Ahora tenemos presidentes civiles en todas partes, lo que es ya una ventaja consolidada. Pero cuando a alguno de esos presidentes le va bien, o les hacen creer que le va bien, de inmediato le comienzan a soplar en el oído que sin su permanencia en el poder todo lo conquistado va a perderse, y que por tanto es necesario hacer de nuevo lo de siempre, reformar la Constitución Política que por lo general, con insólita terquedad, prohíbe la relección.

Estas maniobras terminan por quitar credibilidad al sistema, y debilitarlo; el viejo expediente repite que la habilidad para gobernar es el arte de una sola persona, y que prescindir de esa persona es entregarse al abismo. Una falsía que ha querido crear el mito de los imprescindibles, a costillas de la modernidad política; y que el abismo que al fin termina abriendo no pocas veces, es el de la corrupción, porque el continuismo viene a ser, para quienes lo favorecen, una patente de corso.
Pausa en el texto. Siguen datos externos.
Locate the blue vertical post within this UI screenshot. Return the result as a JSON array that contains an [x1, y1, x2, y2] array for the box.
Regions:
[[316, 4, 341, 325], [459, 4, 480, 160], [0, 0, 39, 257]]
El presidente Menem, de Argentina, no se conformó con una relección, reformada la Constitución, y quería reformarla otra vez, con malas artes, para quedarse un tercer periodo. Un ex presidente tan civilista como Raúl Alfonsín tuvo que decir que si se violentaba la Constitución para dar paso a esa relección, estaba dispuesto a tomar las armas, lo cual revela el dramatismo de mi alegato.

En Perú, 2 millones de firmas demandaron un plebiscito para que fueran los electores quienes decidieran sobre una reforma constitucional que le permitirá a Alberto Fujimori presentarse como candidato por tercera vez. La aplanadora en el Congreso negó el plebiscito. En Panamá, por el contrario, el presidente Ernesto Pérez Balladares se sometió a la consulta popular, lo cual habla muy bien de él; perdió abrumadoramente el plebiscito y no podrá presentarse a una segunda relección.

En Nicaragua, la Constitución cierra ahora las puertas a la relección presidencial, a la sucesión familiar en la presidencia y al parentesco cercano entre el presidente de la república y el jefe del ejército. Estos tres principios de sanidad política, por los que los nicaragüenses han luchado siempre, están ahora en cuestión, y pueden caer abatidos si un pacto político entre el Partido Liberal en el gobierno, y el FSLN en la oposición, facilitan una reforma constitucional para repartirse cuotas de poder, como tantas otras veces en la historia. Pero las encuestas dicen que 60 por ciento de los ciudadanos no quiere la relección del presidente Alemán.

A pesar de las lecciones amargas que el caudillismo ha dejado siempre, la insistencia en quedarse, no parece amainar. El caudillo, aunque ahora no venga de los cuarteles sino de las escuelas de negocios, se cree siempre insustituible, y allí está la raíz del mal. El desarrollo económico no se entiende todavía como el fruto de la concertación a largo plazo, de la estabilidad conseguida con el respeto a las instituciones, y de la continuidad y de la coherencia de los programas de desarrollo, independientemente de quien gobierne, sino de la habilidad insustituible del hombre fuerte, que no es más que un reflejo engañoso en el fondo del mismo viejo espejo. Pero los predestinados siempre volverán a fracasar y a arrastrar a los países en su fracaso. Tenemos casi dos siglos de saberlo.